Читать «Англо-русский роман» онлайн - страница 110

Таня Д Дэвис

— Спасибо тебе, море, я услышала, я постараюсь, — сказала Таня.

— What? What have you said? — спросил Дэвид.

— I just said good-bye to the sea. Let’s go home.

По мере подъёма в гору звуки уличной симфонии субботнего вечера постепенно стихли, и после сотни метров Таня и Дэвид оказались в тишине и почти полной темноте, за исключением небольшого островка света от единственного фонаря, освещающего три расходящиеся наверх улочки. Знакомое место, именно здесь одиннадцать лет назад их так удивительно и настойчиво свела судьба. В третий раз за два дня.

— Looking for the way to Glouster Crescent? — чуть насмешливо произнёс Дэвид.

Таня подняла на него глаза, и Дэвид впервые за всё это время увидел в них отблеск живого интереса, Таня смотрела на него так, как будто хотела лучше разглядеть после долгой разлуки.

— Волосы немного отросли, и ты опять стал похож на пирата, — наконец произнесла она.

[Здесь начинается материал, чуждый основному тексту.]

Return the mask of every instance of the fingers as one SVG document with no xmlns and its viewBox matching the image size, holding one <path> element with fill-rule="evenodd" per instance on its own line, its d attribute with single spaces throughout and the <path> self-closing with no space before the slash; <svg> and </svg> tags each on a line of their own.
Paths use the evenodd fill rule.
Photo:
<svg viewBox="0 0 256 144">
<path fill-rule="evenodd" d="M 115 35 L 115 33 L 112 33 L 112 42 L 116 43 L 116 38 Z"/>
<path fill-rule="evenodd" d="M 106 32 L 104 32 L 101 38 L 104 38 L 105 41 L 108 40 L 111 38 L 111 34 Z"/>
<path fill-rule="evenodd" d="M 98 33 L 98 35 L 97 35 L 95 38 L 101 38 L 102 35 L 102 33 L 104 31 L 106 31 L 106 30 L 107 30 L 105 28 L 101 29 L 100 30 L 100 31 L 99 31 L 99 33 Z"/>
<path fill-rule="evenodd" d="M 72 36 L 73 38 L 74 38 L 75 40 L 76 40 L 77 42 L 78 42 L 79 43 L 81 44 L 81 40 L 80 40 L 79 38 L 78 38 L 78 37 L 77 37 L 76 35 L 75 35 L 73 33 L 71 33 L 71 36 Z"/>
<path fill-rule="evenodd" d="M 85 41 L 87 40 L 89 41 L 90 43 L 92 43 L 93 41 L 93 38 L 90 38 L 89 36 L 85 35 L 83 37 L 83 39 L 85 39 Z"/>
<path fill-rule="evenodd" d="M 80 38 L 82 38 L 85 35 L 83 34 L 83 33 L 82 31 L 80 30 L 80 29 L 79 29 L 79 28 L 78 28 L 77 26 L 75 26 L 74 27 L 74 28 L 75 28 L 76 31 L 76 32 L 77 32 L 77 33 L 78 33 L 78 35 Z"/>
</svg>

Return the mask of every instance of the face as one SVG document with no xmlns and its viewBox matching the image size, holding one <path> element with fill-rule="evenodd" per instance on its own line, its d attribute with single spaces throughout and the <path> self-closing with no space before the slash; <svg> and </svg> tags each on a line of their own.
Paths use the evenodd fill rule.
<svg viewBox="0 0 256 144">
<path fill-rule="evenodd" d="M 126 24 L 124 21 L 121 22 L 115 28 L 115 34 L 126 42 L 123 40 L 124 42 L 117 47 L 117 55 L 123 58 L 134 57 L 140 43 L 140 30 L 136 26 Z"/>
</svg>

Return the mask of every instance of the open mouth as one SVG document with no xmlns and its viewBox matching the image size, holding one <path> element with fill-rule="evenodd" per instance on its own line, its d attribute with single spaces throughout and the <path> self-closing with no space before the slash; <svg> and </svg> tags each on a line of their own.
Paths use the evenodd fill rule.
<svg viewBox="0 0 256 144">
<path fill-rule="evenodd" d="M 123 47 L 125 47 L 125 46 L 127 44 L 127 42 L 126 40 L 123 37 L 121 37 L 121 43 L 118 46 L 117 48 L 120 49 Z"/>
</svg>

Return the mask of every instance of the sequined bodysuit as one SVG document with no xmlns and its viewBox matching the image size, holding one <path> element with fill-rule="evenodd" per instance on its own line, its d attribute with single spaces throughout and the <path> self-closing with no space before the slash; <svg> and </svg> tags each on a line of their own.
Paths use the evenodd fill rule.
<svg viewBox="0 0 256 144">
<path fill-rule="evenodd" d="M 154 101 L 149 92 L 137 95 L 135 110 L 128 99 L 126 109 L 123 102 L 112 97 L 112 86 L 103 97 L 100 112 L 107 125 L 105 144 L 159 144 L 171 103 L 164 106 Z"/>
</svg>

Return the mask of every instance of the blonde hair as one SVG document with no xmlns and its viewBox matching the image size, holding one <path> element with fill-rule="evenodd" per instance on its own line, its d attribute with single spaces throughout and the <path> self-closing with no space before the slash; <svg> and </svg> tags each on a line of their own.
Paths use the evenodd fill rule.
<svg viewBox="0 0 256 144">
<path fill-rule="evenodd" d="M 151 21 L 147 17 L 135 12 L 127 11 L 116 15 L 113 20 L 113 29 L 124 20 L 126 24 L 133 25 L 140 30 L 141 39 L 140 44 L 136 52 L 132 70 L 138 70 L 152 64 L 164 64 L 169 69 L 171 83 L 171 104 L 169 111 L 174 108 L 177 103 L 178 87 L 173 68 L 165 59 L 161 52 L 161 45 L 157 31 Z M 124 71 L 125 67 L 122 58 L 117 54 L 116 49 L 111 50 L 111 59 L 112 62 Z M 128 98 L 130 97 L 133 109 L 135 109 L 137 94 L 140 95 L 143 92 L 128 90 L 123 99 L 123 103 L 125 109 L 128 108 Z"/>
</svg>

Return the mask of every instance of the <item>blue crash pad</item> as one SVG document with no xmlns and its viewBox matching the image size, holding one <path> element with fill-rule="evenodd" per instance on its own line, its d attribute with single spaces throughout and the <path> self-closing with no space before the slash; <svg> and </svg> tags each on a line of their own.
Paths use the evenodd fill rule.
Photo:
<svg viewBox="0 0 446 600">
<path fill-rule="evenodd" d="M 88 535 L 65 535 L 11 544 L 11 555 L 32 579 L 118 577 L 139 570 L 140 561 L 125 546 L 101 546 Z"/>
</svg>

А Белоснежка никак не хочет пробудиться ото сна, из которого её может вывести поцелуй принца, подумал, но не произнёс вслух Дэвид. Только нельзя спешить, ещё не время. «В отличие от тебя Влад поступил по-русски: он лучше меня знал, что мне нужно, просто был рядом, поддерживал и ждал», вспомнил он слова Тани, произнесённые во время памятной январской встречи в московском аэропорту. И сейчас у Дэвида было именно такое ощущение: он знал, что нужно Тане — забота и время, а с поцелуем можно и подождать, хотя конечно, очень хочется. Однако есть вещи, которыми можно выразить чувства ничуть не хуже поцелуя. И Дэвид попробовал, прочитав то самое стихотворение Пушкина про светлую печаль, которое он услышал от Тани много лет назад в аэропорту Хитроу.

На холмах Грузии лежит ночная мгла; Шумит Арагва предо мною. Мне грустно и легко; печаль моя светла; Печаль моя полна тобою, Тобой, одной тобой… Унынья моего Ничто не мучит, не тревожит, И сердце вновь горит и любит — оттого, Что не любить оно не может.

Услышав, как Дэвид читает «На холмах Грузии» по-русски, Таня замерла от удивления. И ведь хорошо читает, произношение довольно чистое, по крайней мере, лучше, чем в повседневной речи, видно, что специально выученное, и даже с выражением всё в порядке. Ай да Дэвид, ай да сукин сын!

— И что это было? — спросила она довольного произведённым эффектом Дэвида.

— Ваш любимый Пушкин. Помнишь, то самое стихотворение про светлую печаль, которое ты мне читала в Хитроу?

— Понятно, что Пушкин. Я спрашиваю, как ты его нашёл и почему выучил?

— Ну, это просто объяснить. После нашего расставания в 2005 я ушел из адвокатской конторы, и перешёл на работу в Ernst&Young. Так совпало, что сфера моей ответственности всё теснее связывалась с Россией: командировки, общение с русскими партнёрами, и мне волей-неволей пришлось учить русский язык. Конечно, скорее волей, чем неволей, потому что, во-первых, я люблю языки, мне они не сложно даются, французский — хорошо, итальянский прилично, немецкий, так средне, русский… Помнишь, ты когда объясняла мне про светлую печаль, сказала, что я быстро схватываю и легко смогу выучить русский? Это как раз и было «во-вторых»: я почему-то, без всяких на то оснований, конечно, надеялся, что мы когда-нибудь встретимся, и ты увидишь, что я выучил твой родной язык и оценишь.